Text Processing – Command Line Method to Drop a Column in a CSV File

text processing

Having a file of the following contents:

1111,2222,3333,4444
aaaa,bbbb,cccc,dddd

I seek to get a file equal to the original but lacking a n-th column like, for n = 2 (or may it be 3)

1111,2222,4444
aaaa,bbbb,dddd

or, for n = 0 (or may it be 1)

2222,3333,4444
bbbb,cccc,dddd

A real file can be gigabytes long having tens thousands columns.

As always in such cases, I suspect command line magicians can offer an elegant solution… 🙂

In my actual real case I need to drop 2 first columns, which can be done by dropping a first column twice in a sequence, but I suppose it would be more interesting to generalise a bit.

Best Answer

I believe this is specific to cut from the GNU coreutils:

$ cut --complement -f 3 -d, inputfile
1111,2222,4444
aaaa,bbbb,dddd

Normally you specify the fields you want via -f, but by adding --complement you reverse the meaning, naturally.

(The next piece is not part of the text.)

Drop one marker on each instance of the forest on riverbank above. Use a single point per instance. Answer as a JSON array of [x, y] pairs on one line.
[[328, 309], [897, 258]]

From 'man cut':

--complement
    complement the set of selected bytes, characters or fields

One caveat: if any of the columns contain a comma, it will throw cut off, because cut isn't a CSV parser in the same way that a spreadsheet is. Many parsers have different ideas about how to handle escaping commas in CSV. For the simple CSV case, on the command line, cut is still the way to go.